Pseudorandom Generator (PRG) Stimulus Generation
Pseudorandom Generator (PRG) stimulus generation is a technique used in simulation-based processor verification in which pseudorandom generators create input stimuli for a processor design, those stimuli are applied to processor inputs, and functional coverage is monitored to assess verification completeness.[1][2]
Overview
In processor verification, PRG stimulus generation is part of a coverage-driven simulation workflow. The general process is:
- Generate test stimuli using pseudorandom generators.
- Apply the generated stimuli to the processor under verification.
- Monitor achieved functional coverage.
- Use coverage results to determine how complete the verification effort is.[1][2]
This approach reflects a common trend in simulation-based processor verification, where automatically generated randomized stimuli are used to explore the design’s functional behavior.[1]
Stimulus Forms
PRG-generated stimuli can take multiple forms. The cited processor-verification work identifies two examples:
- Bit-vector stimuli applied directly to the processor’s input ports.
- Program-based stimuli loaded directly into the processor’s program memory.[1][2]
These forms allow PRG stimulus generation to target different abstraction levels of processor behavior: direct interface-level excitation through input vectors, or instruction/program-level behavior through generated programs.
Coverage-Driven Verification Role
The primary purpose of PRG stimulus generation is to help evaluate and improve verification completeness. After generated stimuli are simulated on the design under verification, the resulting coverage is measured to determine how much of the processor functionality has been exercised.[1][2]

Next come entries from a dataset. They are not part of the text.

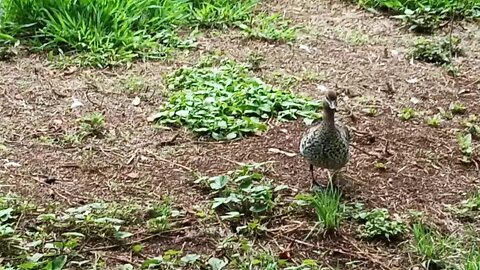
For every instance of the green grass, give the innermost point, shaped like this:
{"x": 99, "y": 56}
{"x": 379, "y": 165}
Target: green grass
{"x": 432, "y": 247}
{"x": 222, "y": 100}
{"x": 109, "y": 32}
{"x": 104, "y": 33}
{"x": 327, "y": 206}
{"x": 50, "y": 236}
{"x": 91, "y": 125}
{"x": 270, "y": 28}
{"x": 425, "y": 15}
{"x": 440, "y": 51}
{"x": 378, "y": 223}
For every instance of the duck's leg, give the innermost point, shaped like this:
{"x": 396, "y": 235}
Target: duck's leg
{"x": 332, "y": 178}
{"x": 314, "y": 181}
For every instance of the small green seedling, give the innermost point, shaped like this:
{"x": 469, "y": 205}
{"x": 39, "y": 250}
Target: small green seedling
{"x": 407, "y": 114}
{"x": 457, "y": 108}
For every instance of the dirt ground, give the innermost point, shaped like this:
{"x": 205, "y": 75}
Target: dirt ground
{"x": 351, "y": 49}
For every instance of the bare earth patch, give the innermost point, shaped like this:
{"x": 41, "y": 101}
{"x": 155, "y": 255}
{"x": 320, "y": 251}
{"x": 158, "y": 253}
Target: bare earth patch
{"x": 348, "y": 49}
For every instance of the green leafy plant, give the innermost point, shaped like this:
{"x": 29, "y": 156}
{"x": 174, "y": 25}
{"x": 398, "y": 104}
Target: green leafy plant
{"x": 425, "y": 15}
{"x": 221, "y": 13}
{"x": 372, "y": 111}
{"x": 469, "y": 207}
{"x": 407, "y": 114}
{"x": 90, "y": 125}
{"x": 328, "y": 207}
{"x": 472, "y": 259}
{"x": 457, "y": 108}
{"x": 103, "y": 33}
{"x": 438, "y": 51}
{"x": 434, "y": 121}
{"x": 223, "y": 101}
{"x": 269, "y": 27}
{"x": 465, "y": 146}
{"x": 172, "y": 259}
{"x": 430, "y": 245}
{"x": 245, "y": 191}
{"x": 379, "y": 223}
{"x": 161, "y": 216}
{"x": 255, "y": 61}
{"x": 472, "y": 126}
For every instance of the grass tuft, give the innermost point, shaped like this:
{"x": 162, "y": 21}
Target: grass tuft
{"x": 425, "y": 15}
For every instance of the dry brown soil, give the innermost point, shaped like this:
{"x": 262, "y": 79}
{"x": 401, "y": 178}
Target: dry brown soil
{"x": 349, "y": 49}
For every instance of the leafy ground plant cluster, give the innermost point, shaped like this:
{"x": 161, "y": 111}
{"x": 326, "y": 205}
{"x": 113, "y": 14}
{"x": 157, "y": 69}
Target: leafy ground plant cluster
{"x": 426, "y": 15}
{"x": 49, "y": 237}
{"x": 221, "y": 99}
{"x": 244, "y": 196}
{"x": 111, "y": 32}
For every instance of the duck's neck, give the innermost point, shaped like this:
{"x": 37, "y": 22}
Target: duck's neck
{"x": 328, "y": 116}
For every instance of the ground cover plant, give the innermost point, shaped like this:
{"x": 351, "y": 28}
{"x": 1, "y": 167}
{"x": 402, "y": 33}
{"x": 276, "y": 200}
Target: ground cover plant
{"x": 222, "y": 100}
{"x": 102, "y": 33}
{"x": 100, "y": 187}
{"x": 426, "y": 15}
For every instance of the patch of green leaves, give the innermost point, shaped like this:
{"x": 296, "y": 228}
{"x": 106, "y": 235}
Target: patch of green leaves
{"x": 272, "y": 27}
{"x": 161, "y": 216}
{"x": 327, "y": 206}
{"x": 244, "y": 197}
{"x": 468, "y": 208}
{"x": 222, "y": 100}
{"x": 90, "y": 125}
{"x": 465, "y": 146}
{"x": 472, "y": 126}
{"x": 112, "y": 32}
{"x": 430, "y": 245}
{"x": 49, "y": 237}
{"x": 457, "y": 108}
{"x": 242, "y": 254}
{"x": 378, "y": 223}
{"x": 425, "y": 15}
{"x": 434, "y": 121}
{"x": 221, "y": 13}
{"x": 407, "y": 114}
{"x": 439, "y": 51}
{"x": 245, "y": 191}
{"x": 173, "y": 259}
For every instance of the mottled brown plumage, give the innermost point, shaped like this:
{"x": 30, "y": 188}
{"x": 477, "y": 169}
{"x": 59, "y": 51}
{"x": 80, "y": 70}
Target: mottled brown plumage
{"x": 327, "y": 144}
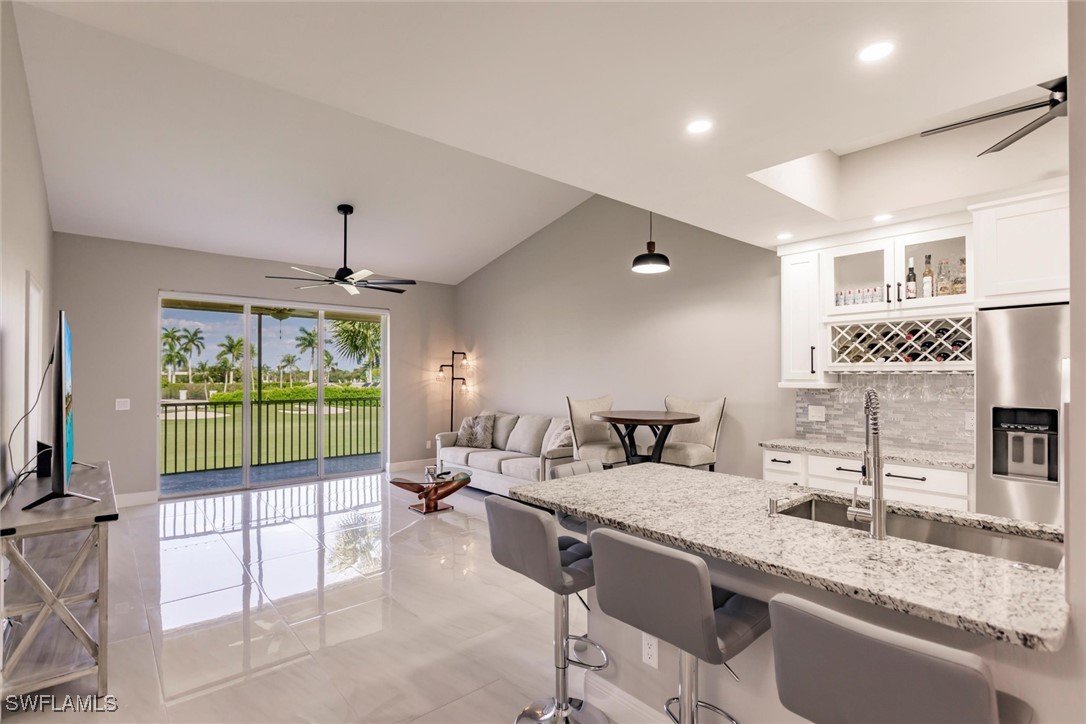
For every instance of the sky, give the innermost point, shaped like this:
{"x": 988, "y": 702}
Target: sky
{"x": 217, "y": 325}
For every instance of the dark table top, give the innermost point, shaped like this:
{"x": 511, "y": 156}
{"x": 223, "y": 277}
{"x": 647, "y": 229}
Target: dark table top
{"x": 645, "y": 417}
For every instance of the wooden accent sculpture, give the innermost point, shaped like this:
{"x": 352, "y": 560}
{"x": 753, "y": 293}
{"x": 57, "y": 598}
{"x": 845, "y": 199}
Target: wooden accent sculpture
{"x": 432, "y": 491}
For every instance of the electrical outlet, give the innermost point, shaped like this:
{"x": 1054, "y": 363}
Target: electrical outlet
{"x": 651, "y": 650}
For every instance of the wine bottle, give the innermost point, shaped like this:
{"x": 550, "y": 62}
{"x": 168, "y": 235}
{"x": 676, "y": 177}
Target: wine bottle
{"x": 958, "y": 283}
{"x": 943, "y": 282}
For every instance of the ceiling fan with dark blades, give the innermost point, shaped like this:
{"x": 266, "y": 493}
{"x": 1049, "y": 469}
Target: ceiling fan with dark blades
{"x": 1057, "y": 104}
{"x": 345, "y": 277}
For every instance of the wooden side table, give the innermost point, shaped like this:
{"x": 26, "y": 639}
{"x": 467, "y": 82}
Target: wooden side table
{"x": 41, "y": 652}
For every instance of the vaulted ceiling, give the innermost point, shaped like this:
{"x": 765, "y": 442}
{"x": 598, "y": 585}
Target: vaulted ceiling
{"x": 458, "y": 129}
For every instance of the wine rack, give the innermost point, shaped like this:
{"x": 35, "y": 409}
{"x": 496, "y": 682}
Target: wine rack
{"x": 933, "y": 345}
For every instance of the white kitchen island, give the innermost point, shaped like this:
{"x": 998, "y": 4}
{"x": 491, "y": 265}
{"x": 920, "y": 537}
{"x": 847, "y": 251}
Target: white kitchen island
{"x": 1013, "y": 614}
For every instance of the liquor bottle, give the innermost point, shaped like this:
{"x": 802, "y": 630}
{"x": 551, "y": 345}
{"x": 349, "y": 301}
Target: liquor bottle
{"x": 910, "y": 282}
{"x": 958, "y": 283}
{"x": 943, "y": 281}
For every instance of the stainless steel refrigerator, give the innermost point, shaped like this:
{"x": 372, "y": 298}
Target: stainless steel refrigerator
{"x": 1022, "y": 392}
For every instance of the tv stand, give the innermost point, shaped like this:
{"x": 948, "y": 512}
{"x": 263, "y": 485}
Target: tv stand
{"x": 58, "y": 592}
{"x": 52, "y": 496}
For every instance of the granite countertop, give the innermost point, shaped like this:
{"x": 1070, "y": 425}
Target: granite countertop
{"x": 1001, "y": 599}
{"x": 889, "y": 453}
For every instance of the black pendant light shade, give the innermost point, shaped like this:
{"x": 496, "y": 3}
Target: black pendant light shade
{"x": 651, "y": 262}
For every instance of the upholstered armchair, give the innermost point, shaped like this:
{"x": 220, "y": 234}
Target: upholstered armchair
{"x": 694, "y": 445}
{"x": 592, "y": 440}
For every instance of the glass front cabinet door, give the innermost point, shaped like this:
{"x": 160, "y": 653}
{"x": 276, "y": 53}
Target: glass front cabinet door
{"x": 872, "y": 278}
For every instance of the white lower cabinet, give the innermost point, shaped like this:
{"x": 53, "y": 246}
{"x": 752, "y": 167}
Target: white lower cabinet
{"x": 930, "y": 486}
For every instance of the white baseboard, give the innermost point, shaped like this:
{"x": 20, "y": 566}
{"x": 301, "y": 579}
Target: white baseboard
{"x": 620, "y": 707}
{"x": 408, "y": 465}
{"x": 129, "y": 499}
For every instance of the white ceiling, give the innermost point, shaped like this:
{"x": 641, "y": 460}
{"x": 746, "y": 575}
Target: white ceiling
{"x": 594, "y": 96}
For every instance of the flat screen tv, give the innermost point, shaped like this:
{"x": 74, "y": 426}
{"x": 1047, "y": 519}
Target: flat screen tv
{"x": 62, "y": 455}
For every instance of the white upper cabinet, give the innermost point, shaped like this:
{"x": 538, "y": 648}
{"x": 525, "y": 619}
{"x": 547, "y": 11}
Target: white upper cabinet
{"x": 871, "y": 278}
{"x": 1023, "y": 250}
{"x": 803, "y": 358}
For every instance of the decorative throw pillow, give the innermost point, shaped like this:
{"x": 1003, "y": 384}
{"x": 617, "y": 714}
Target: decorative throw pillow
{"x": 560, "y": 437}
{"x": 476, "y": 431}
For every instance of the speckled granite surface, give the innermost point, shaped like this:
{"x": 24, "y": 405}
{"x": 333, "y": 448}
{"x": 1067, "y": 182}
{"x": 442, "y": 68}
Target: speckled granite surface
{"x": 992, "y": 597}
{"x": 891, "y": 453}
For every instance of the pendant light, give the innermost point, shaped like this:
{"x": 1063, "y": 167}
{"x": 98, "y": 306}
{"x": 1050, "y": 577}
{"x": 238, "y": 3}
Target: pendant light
{"x": 651, "y": 262}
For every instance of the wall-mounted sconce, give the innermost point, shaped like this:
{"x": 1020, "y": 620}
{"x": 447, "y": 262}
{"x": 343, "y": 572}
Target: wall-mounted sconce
{"x": 452, "y": 367}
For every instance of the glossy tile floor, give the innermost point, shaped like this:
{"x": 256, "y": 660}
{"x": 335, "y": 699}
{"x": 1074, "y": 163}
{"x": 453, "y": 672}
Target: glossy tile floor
{"x": 319, "y": 602}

Coverage therefore acts as feedback on the effectiveness of generated tests. In the referenced work, this feedback is also used as an input to a recurrent neural network that dynamically alters PRG constraints.[1][2]
Constraint Adaptation
A PRG may be governed by constraints that influence the kinds of stimuli it produces. Fajčík, Zachariasova, and Smrž proposed dynamically altering PRG constraints using a recurrent neural network. The neural network receives coverage feedback from simulations of the design under verification and adjusts the PRG constraints accordingly.[1][2]
The stated goal of this adaptive method is to improve the efficiency of coverage closure. Experimental results reported in the source indicate that coverage closure was achieved sooner, and that the method could isolate a small set of high-coverage stimuli suitable for regression testing.[1][2]
Use in Regression Testing
An important outcome of PRG-based verification is the identification of useful stimuli for later reuse. The cited work reports that, beyond accelerating coverage closure, the approach could identify a small set of high-coverage stimuli that can be used in regression tests.[1][2]
Such a reduced stimulus set is valuable because regression testing often benefits from compact test suites that still exercise significant functionality.
Applicability
The demonstration in the cited research used processors provided by Codasip, selected because their coverage state spaces were reasonably large and differed across processor types.[1][2] The authors state that the techniques are nevertheless widely applicable.[1]
See Also
- Simulation-based processor verification
- Coverage-driven verification
- Functional coverage
- Constrained-random verification
- Regression testing
- Recurrent neural networks in verification
References
[1]: Evidence item b481fd7c-c07b-4df8-a860-a1483f971867, arXiv metadata for Automation of Processor Verification Using Recurrent Neural Networks, including abstract statement that simulation-based processor verification commonly generates stimuli using PRGs, applies them to processor inputs, and monitors coverage.
[2]: Evidence item 994827fa-090a-491a-ad92-b89fa9ddbf00, arXiv abstract for Automation of Processor Verification Using Recurrent Neural Networks, arXiv:1803.09810, DOI: 10.48550/arXiv.1803.09810.